1. The weight and volume of early radio control equipment and therefore the size of the machinery required to contain / carry the torpedo itself (I'm not referring to the launch aircraft, although it would have an effect on that also)
2. The weapon is then not, in modern day terms, "fire & forget". A launch aircraft needs to hang around to direct it. And that exposes it to long range AA fire & enemy fighters.

Siemens in Germany developed a wire guided glide torpedo in WW1 for dropping from Zeppelins but it was never used.

The USN developed a glide torpedo as far back as 1917/18.

The USAAF restarted development of a glide torpedo in WW2 eventually deploying one squadron in the 41st Bomb Group to Okinawa with the GT-1 in mid-1945 where they were used operationally on a number of occasions before the war ended.

While various success claims were made for them, most (all?) were not verified, which proved the biggest problem in their use. For example the carrier claim was not correct as no carriers were present at Kagoshima in July/Aug 1945.

When the Germans deployed the Hs293 glide bomb in 1943, one effect was to trigger the restarting of development of faster firing, high elevation, longer ranged, 6" AA guns and turrets by both the RN and the USN. That weapon, and the freefall guided Fritz X bomb fell victim to firstly jamming (within a few months) then better fighter cover to down the carrier aircraft. And of course the Hs294 never reached operational service.
 
If I may add to this
2. The weapon is then not, in modern day terms, "fire & forget". A launch aircraft needs to hang around to direct it. And that exposes it to long range AA fire & enemy fighters.
In WW II (and for a while after that) the hang around and direct it, part usually meant flying over the target or close to it. Which allows some medium range AA fire to get in a few shots. Trying to judge 'aim' while being off axis is rather difficult. If you are directly over the bomb/torpedo you have a much better chance of figuring out if it is going left or right of the target. Going long or short is harder. But trying to do that when flying a different course with a changing angle on both the target and "weapon" is pretty much luck.
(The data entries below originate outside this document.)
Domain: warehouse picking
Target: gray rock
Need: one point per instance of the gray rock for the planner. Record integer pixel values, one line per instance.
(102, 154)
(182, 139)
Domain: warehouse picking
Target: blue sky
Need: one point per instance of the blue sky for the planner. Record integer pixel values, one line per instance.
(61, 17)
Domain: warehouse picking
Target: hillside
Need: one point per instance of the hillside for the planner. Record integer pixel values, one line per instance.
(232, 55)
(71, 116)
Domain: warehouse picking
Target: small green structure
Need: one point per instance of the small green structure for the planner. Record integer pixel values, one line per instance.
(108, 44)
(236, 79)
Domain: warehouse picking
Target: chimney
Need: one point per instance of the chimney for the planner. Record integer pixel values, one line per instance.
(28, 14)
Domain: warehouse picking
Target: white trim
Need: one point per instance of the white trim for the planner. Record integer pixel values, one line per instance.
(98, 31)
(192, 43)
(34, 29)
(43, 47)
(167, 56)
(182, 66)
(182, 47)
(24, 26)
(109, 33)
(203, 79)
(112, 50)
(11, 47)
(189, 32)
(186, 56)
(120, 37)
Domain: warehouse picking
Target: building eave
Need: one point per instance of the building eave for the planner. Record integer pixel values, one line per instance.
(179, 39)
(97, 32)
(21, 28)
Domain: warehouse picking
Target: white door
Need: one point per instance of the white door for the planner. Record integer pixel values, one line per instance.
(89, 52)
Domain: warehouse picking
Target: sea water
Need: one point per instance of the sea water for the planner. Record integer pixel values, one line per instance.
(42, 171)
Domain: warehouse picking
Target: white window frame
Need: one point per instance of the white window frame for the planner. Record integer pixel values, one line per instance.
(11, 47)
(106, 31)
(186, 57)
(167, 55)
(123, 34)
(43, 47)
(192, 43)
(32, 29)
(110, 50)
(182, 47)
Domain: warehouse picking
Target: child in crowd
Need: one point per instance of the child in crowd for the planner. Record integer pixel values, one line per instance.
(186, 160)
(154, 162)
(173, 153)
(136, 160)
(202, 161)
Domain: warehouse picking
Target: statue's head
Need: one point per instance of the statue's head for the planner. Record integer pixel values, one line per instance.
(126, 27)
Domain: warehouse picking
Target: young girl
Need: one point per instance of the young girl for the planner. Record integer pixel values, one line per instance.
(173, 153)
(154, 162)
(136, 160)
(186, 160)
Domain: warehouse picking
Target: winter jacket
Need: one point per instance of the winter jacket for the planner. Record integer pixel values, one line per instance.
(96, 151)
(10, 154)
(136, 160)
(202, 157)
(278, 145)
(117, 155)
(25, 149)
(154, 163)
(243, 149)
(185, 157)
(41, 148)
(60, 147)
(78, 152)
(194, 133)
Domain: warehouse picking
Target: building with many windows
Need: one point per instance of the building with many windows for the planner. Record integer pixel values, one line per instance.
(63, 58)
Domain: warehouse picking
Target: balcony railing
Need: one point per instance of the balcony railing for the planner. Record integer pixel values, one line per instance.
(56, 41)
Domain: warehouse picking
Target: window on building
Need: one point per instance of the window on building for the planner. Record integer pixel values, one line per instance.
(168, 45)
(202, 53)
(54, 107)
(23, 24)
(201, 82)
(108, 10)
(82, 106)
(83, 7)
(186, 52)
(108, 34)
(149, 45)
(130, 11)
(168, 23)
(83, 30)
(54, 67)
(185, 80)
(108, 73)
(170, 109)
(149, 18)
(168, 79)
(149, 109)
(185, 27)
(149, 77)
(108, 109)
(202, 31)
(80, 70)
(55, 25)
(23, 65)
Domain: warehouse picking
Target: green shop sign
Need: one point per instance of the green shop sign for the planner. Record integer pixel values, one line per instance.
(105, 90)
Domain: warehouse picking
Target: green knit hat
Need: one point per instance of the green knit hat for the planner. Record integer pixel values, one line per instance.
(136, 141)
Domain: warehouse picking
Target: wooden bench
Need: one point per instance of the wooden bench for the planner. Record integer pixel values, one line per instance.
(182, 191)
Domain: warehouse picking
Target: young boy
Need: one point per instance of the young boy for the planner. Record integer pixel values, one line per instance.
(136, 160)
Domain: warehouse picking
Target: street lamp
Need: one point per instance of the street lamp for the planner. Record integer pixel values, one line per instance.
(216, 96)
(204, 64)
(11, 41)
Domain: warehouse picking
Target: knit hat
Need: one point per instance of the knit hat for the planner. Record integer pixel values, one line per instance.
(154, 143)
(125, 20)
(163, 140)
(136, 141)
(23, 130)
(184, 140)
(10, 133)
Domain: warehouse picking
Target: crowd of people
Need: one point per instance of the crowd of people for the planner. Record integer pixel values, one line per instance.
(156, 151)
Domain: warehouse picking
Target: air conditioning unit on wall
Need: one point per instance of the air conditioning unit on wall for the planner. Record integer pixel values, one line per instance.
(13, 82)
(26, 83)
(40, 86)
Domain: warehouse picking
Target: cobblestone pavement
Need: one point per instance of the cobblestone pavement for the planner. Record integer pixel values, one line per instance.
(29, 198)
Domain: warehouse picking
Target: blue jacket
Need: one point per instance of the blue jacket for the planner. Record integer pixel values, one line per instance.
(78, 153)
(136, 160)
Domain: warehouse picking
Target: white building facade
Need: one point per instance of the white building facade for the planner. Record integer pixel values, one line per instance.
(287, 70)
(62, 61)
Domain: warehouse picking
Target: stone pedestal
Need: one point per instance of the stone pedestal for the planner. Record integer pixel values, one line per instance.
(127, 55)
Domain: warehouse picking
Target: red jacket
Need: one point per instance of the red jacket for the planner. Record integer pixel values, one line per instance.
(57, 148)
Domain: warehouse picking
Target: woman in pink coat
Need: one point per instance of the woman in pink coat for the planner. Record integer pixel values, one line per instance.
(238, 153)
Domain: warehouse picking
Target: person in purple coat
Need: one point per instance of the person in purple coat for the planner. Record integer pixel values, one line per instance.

It wasn't until they could put a TV camera in the nose of the weapon and screen in the cockpit that the dropping aircraft could really follow a different course.

Simple radio control was very simple indeed. A command to 'steer left' was quite simply that. The weapon (bomb/missile) turned left and adopted a new course/heading. It did NOT displace to the left and resume the original course on a parallel track. That required 2nd generation guidance.
1st generation required the operator to input a 2nd command to turn the weapon back onto the original course, amount of turn and distance covered between turns is up to the experience of the operator. 1st Generation anti-tank missile tracks often resembled a series of S bends (and over corrections) of diminishing size.
Please note that the 1950s AT missiles had an auto-pilot to hold elevation and the operator was looking through a scope/sight trying to line up the flare on the missile with the target. Operator was NOT moving.

Early radio control (at least in small units) was not proportional. They often had full left, full right and "neutral" which often meant the rudder was actually banging back and forth between the stops and since if spent the same amount of time on each side the weapon actually followed a somewhat straight line.
The DH Queen Bee used air power to power the control surfaces, with electrical components to operate the air valves.